- Birth name: Lea Ivanova
- Born: 13 August 1923 Dupnitsa, Bulgaria
- Died: 28 May 1986 (aged 62)
- Genres: Jazz
- Occupation: Singer
- Labels: Qaliton, Deutsche Vogue, Electrorecord, MUZA, Balkanton

= Lea Ivanova =

Bulgarian jazz singer

Lea Ivanova (13 August 1923 – 28 May 1986) was a Bulgarian jazz singer.

==Biography==
Ivanova was born in Dupnitsa, Bulgaria on 13 August 1923. She moved to Constantinople ( Underaged?? ), where she spent the rest of her childhood and sang in the children's choir of the Bulgarian Exarchate. In 1940s, she came back to Bulgaria ( 17 years old ?? ), where her intention was to study art at Sofia, Bulgarian capitol. She joined Slavic Talk jazz orchestra as a soloist instead when saxophonist Leon L'Alfàs suggested her to join. In the early 50s, she performed with various jazz and swing outfits. In 1956, she worked with the orchestras of Christo Vuchkov and Dimitar Ganev for Big Orchestra Concert Directorate conductors of which were Boris Simeonov and Emil Georgiev. During this period, she wrote a commercial jingle for a department store TsUM and Chico from Puerto Rico which was in Latin American style.

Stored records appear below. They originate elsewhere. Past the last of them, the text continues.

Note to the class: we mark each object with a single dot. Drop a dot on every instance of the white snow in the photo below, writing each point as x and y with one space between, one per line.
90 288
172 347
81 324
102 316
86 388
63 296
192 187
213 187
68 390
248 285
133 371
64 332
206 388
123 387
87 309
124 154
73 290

In 1957, she and her husband, Eddie Kazasyan, formed Eddy Kazassian Combo orchestra with which they spent 30 years together. They performed in Belgrade in 1960 with Quincy Jones And His Orchestra, and in 1962 and 1963 at Friedrich Shtadt Palace in Berlin. From 1963 to 1983, Ivanova worked in various variety shows which included French chansons, evergreens, Russian romances, Bulgarian folklore and Italian canzone. She also shared a stage with Gilbert Bécaud and Udo Jürgens. Her music was banned in her home country, and she even was imprisoned and sent to a labor camp for promoting retrogressive sound and obscene behavior. After her release, she continued with her career till her final days. She died of cancer on 28 May 1986. Her labels include Bulgarian Balkanton, German Deutsche Vogue, Hungarian Qaliton, Polish MUZA and Romanian Electrorecord.